59 This approach is used instead of the more traditional environment
60 approach for reasons of speed.
61
62 === XmlTree ===
63
64 Before defining `XML`, the signature for language <:XML:>, we need to
65 define an auxiliary signature `XML_TREE`, that contains the datatype
66 declarations for the expression trees of <:XML:>. This is done solely
67 for the purpose of modularity -- it allows the simplifier and type
68 checker to be defined by separate functors (which take a structure
69 matching `XML_TREE`). Then, `Xml` is defined as the signature for a
70 module containing the expression trees, the simplifier, and the type
71 checker.
72
73 Both constructors and variables can have type schemes, hence both
74 constructor and variable references specify the instance of the scheme
75 at the point of references. An instance is specified with a vector of
76 types, which corresponds to the type variables in the scheme.
77
78 <:XML:> patterns are flat (i.e. not nested). A pattern is a
79 constructor with an optional argument variable. Patterns only occur
80 in `case` expressions. To evaluate a case expression, compare the
81 test value sequentially against each pattern. For the first pattern
82 that matches, destruct the value if necessary to bind the pattern
83 variables and evaluate the corresponding expression. If no pattern
84 matches, evaluate the default. All patterns of a case statement are
85 of the same variant of `Pat.t`, although this is not enforced by ML's
86 type system.

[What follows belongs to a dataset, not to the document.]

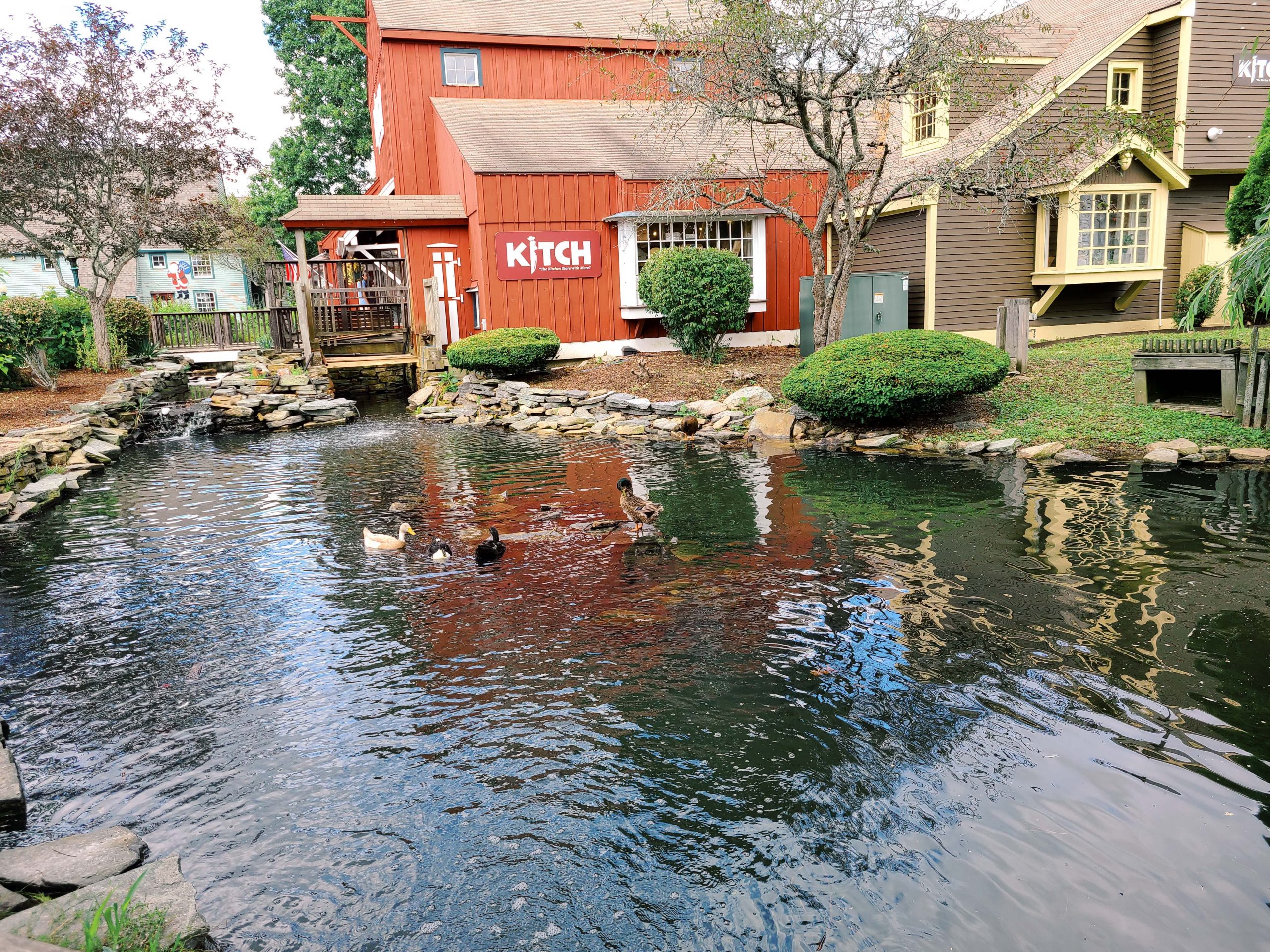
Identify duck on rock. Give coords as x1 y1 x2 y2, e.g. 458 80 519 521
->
476 530 507 565
617 476 663 536
362 522 414 548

The type checker, however, does enforce this. Because
87 tuple patterns are irrefutable, there will only ever be one tuple
88 pattern in a case expression and there will be no default.
89
90 <:XML:> contains value, exception, and mutually recursive function
91 declarations. There are no free type variables in <:XML:>. All type
92 variables are explicitly bound at either a value or function
93 declaration. At some point in the future, exception declarations may
94 go away, and exceptions may be represented with a single datatype
95 containing a `unit ref` component to implement genericity.
96
97 <:XML:> expressions are like those of <:CoreML:>, with the following
98 exceptions. There are no records expressions. After type inference,
99 all records (some of which may have originally been tuples in the
100 source) are converted to tuples, because once flexible record patterns
101 have been resolved, tuple labels are superfluous. Tuple components
102 are ordered based on the field ordering relation. <:XML:> eta expands
103 primitives and constructors so that there are always fully applied.
104 Hence, the only kind of value of arrow type is a lambda. This
105 property is useful for flow analysis and later in code generation.
106
107 An <:XML:> program is a list of toplevel datatype declarations and a
108 body expression. Because datatype declarations are not generative,
109 the defunctorizer can safely move them to toplevel.